Laden...

Extern onderzoek naar aanleiding van mogelijk onrechtmatig handelen rechter

Dit is een afdruk van een pagina op Rechtspraak.nl. Kijk voor de meest actuele informatie op Rechtspraak.nl (http://www.rechtspraak.nl). Deze pagina is geprint op 01-01-1970.

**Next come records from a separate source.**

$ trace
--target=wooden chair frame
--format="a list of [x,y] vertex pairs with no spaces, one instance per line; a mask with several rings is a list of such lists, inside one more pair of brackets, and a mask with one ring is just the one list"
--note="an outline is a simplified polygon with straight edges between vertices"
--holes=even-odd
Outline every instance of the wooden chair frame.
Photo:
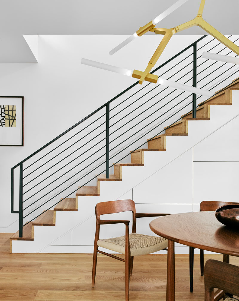
[[[225,205],[238,203],[231,202],[217,202],[214,201],[203,201],[200,204],[200,211],[215,211],[218,208]],[[195,248],[189,247],[189,275],[190,278],[190,291],[192,292],[193,286],[193,263],[194,250]],[[229,255],[223,254],[223,262],[229,263]],[[200,250],[200,264],[201,275],[204,274],[204,254],[203,250]]]
[[[108,214],[119,212],[131,211],[132,214],[132,233],[136,231],[136,219],[141,217],[156,217],[168,215],[170,213],[136,213],[135,204],[132,200],[123,200],[98,203],[95,206],[95,216],[96,219],[95,235],[94,243],[93,264],[92,268],[92,287],[95,287],[98,253],[109,256],[115,259],[125,263],[125,298],[126,301],[129,301],[129,276],[132,275],[134,257],[130,256],[129,247],[129,225],[130,221],[119,220],[104,220],[100,219],[103,214]],[[97,241],[99,239],[100,226],[102,225],[112,225],[124,224],[125,225],[125,259],[106,253],[98,250]],[[164,249],[167,250],[167,249]]]
[[[205,301],[218,300],[226,292],[239,296],[239,267],[209,259],[205,264]],[[214,293],[214,289],[219,289]],[[221,297],[221,298],[220,298]]]

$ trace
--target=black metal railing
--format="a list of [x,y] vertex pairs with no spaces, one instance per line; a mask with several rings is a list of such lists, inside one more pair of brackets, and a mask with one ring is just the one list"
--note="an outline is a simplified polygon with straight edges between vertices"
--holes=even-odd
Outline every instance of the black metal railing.
[[[234,42],[238,39],[233,40],[232,36],[228,37]],[[204,36],[152,73],[160,70],[160,77],[210,91],[222,88],[239,70],[235,65],[228,68],[226,63],[211,64],[198,55],[202,49],[213,49],[226,55],[232,52],[227,52],[226,47],[215,39]],[[163,132],[164,126],[167,128],[189,111],[196,118],[197,102],[201,96],[197,98],[194,94],[151,83],[139,89],[138,83],[12,168],[11,212],[19,214],[19,237],[22,237],[24,225],[40,215],[40,211],[52,208],[72,195],[79,188],[76,187],[77,184],[80,188],[89,185],[105,172],[109,178],[114,164],[129,158],[131,152],[145,145],[147,135],[151,140]],[[17,170],[19,183],[16,192]],[[14,200],[17,194],[19,209],[15,210]]]

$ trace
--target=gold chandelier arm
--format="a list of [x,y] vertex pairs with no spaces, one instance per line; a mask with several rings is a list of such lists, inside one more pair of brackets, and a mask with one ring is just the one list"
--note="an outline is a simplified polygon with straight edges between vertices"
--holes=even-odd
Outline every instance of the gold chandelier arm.
[[178,26],[176,26],[175,28],[177,32],[178,33],[179,31],[184,30],[185,29],[187,29],[187,28],[198,25],[199,22],[200,22],[200,20],[201,19],[201,17],[200,17],[198,15],[192,20],[184,23],[183,24],[181,24],[181,25],[179,25]]
[[205,1],[206,0],[202,0],[199,7],[199,9],[198,10],[198,12],[197,13],[198,15],[202,15],[203,9],[204,8],[204,5],[205,4]]
[[[149,73],[157,63],[163,51],[167,46],[168,43],[169,42],[170,39],[176,32],[175,28],[155,28],[154,31],[156,33],[158,33],[160,34],[164,34],[164,36],[154,54],[153,56],[149,62],[148,66],[143,73],[142,74],[139,79],[139,83],[140,84],[140,85],[142,85],[144,81],[145,80],[145,79],[148,77]],[[157,31],[158,31],[158,32],[157,32]],[[135,77],[134,73],[135,70],[134,70],[132,75],[132,77]]]
[[198,26],[206,31],[208,33],[212,36],[213,37],[216,39],[219,42],[221,42],[226,47],[228,47],[233,52],[239,55],[239,47],[232,42],[231,41],[226,38],[219,31],[218,31],[214,27],[213,27],[210,24],[209,24],[205,21],[202,18],[200,23],[198,24]]

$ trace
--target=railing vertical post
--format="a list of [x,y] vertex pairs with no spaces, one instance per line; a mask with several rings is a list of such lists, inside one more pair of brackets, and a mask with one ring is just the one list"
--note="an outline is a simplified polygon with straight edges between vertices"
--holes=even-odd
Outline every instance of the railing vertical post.
[[106,105],[106,178],[110,177],[110,104]]
[[19,237],[22,237],[23,234],[23,163],[20,164],[19,188]]
[[11,171],[11,213],[14,213],[13,203],[14,199],[14,169]]
[[[197,87],[197,43],[195,43],[193,46],[193,86]],[[193,118],[197,118],[197,94],[193,94]]]

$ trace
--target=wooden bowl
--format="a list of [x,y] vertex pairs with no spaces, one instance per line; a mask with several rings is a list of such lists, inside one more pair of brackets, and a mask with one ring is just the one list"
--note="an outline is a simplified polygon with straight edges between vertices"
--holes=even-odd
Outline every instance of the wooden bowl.
[[215,215],[222,224],[239,230],[239,203],[219,207],[215,211]]

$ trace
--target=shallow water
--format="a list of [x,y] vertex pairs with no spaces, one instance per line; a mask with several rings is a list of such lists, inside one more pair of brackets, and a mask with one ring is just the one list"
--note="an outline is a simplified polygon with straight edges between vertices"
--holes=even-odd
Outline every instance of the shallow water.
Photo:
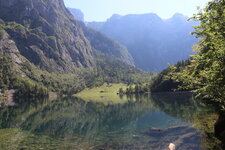
[[[211,106],[188,93],[130,97],[123,104],[77,98],[17,100],[0,108],[1,150],[206,150],[202,116]],[[197,125],[196,125],[197,124]],[[211,147],[210,147],[211,146]]]

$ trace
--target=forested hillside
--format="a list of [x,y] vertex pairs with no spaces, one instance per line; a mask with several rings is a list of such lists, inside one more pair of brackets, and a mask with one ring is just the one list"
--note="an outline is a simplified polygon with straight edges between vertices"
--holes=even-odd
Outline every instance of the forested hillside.
[[113,15],[106,22],[90,22],[88,26],[125,45],[135,65],[146,71],[159,72],[170,64],[185,60],[197,39],[190,34],[198,24],[175,14],[163,20],[156,14]]

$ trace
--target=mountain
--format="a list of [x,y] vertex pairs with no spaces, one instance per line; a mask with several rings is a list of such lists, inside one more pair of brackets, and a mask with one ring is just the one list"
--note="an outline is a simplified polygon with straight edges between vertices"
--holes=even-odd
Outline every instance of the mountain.
[[197,39],[190,35],[196,22],[175,14],[163,20],[156,14],[113,15],[106,22],[90,22],[98,30],[127,47],[135,66],[146,71],[161,71],[167,64],[185,60]]
[[3,42],[41,69],[69,73],[95,66],[91,45],[63,0],[0,0],[0,19]]
[[[80,13],[79,11],[73,11],[76,9],[69,8],[68,10],[74,15],[75,19]],[[90,41],[91,47],[94,50],[100,51],[101,53],[110,57],[114,57],[115,61],[120,60],[128,65],[134,66],[133,57],[124,45],[115,40],[112,40],[97,30],[87,27],[83,21],[78,22],[84,32],[85,37]]]
[[80,9],[76,8],[67,8],[67,9],[75,17],[76,20],[84,21],[84,14]]
[[124,46],[75,20],[63,0],[0,0],[0,64],[0,99],[9,89],[18,97],[71,95],[151,78]]

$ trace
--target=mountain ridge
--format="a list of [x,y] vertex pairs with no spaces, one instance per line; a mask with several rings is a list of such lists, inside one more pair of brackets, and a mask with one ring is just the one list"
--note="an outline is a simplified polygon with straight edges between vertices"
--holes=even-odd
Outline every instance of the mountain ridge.
[[90,22],[88,26],[125,45],[135,65],[145,71],[159,72],[193,54],[197,39],[190,35],[196,22],[182,14],[161,19],[157,14],[112,16],[106,22]]

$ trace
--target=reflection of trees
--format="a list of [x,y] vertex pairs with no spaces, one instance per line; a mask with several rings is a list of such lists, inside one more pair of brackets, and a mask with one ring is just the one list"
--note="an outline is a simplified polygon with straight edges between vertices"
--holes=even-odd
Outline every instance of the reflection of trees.
[[40,105],[32,101],[19,102],[16,108],[7,108],[0,114],[1,118],[7,118],[4,114],[8,112],[8,118],[2,120],[4,128],[17,124],[25,130],[60,137],[68,134],[93,136],[108,130],[116,131],[151,108],[152,103],[147,99],[103,105],[65,98],[46,103],[41,101]]
[[160,110],[171,116],[193,122],[205,113],[214,113],[212,107],[194,100],[191,93],[164,93],[152,95],[152,101]]
[[152,96],[156,107],[172,116],[192,122],[202,133],[202,147],[207,150],[221,150],[220,142],[214,135],[214,123],[218,118],[212,105],[194,100],[191,93],[168,93]]

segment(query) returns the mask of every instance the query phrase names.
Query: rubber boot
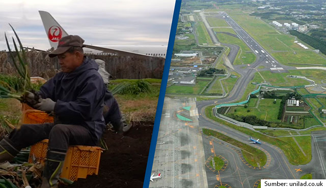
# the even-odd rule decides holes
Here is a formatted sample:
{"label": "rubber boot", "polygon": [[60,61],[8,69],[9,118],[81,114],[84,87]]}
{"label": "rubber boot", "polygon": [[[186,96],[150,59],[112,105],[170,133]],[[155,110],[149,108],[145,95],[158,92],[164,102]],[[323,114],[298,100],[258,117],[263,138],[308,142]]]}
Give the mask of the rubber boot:
{"label": "rubber boot", "polygon": [[0,163],[12,160],[20,150],[9,138],[4,138],[0,141]]}
{"label": "rubber boot", "polygon": [[47,151],[41,188],[57,188],[66,150],[49,149]]}

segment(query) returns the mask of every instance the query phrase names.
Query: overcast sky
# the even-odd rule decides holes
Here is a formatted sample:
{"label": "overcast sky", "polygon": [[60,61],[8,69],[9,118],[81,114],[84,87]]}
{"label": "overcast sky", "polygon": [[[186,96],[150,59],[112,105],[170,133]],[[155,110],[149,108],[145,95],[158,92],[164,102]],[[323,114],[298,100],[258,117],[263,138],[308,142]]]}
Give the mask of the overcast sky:
{"label": "overcast sky", "polygon": [[50,48],[39,10],[50,13],[68,34],[80,36],[85,44],[167,45],[175,3],[175,0],[1,1],[0,50],[7,49],[5,32],[13,36],[8,23],[24,46]]}

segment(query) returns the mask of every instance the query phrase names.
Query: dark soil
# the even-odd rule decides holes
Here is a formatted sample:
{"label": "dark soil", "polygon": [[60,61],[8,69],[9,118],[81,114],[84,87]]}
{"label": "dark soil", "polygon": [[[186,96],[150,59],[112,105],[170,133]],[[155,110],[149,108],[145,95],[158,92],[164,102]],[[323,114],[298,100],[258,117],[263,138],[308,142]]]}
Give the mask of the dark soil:
{"label": "dark soil", "polygon": [[108,150],[101,155],[98,175],[59,188],[142,187],[153,124],[134,123],[124,136],[106,131],[103,138]]}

Skip Navigation LinksRaad voor de rechtspraak > Nieuws > Extern onderzoek naar aanleiding van mogelijk onrechtmatig handelen rechter
Den Haag, 19 februari 2024

De Raad voor de rechtspraak laat een extern onderzoek uitvoeren naar aanleiding van het mogelijk onrechtmatig handelen door een rechter, tevens leidinggevende, bij het gerechtshof Den Haag. De Raad wil met het onderzoek uitsluiten dat deze werkwijze ook bij andere gerechten is toegepast.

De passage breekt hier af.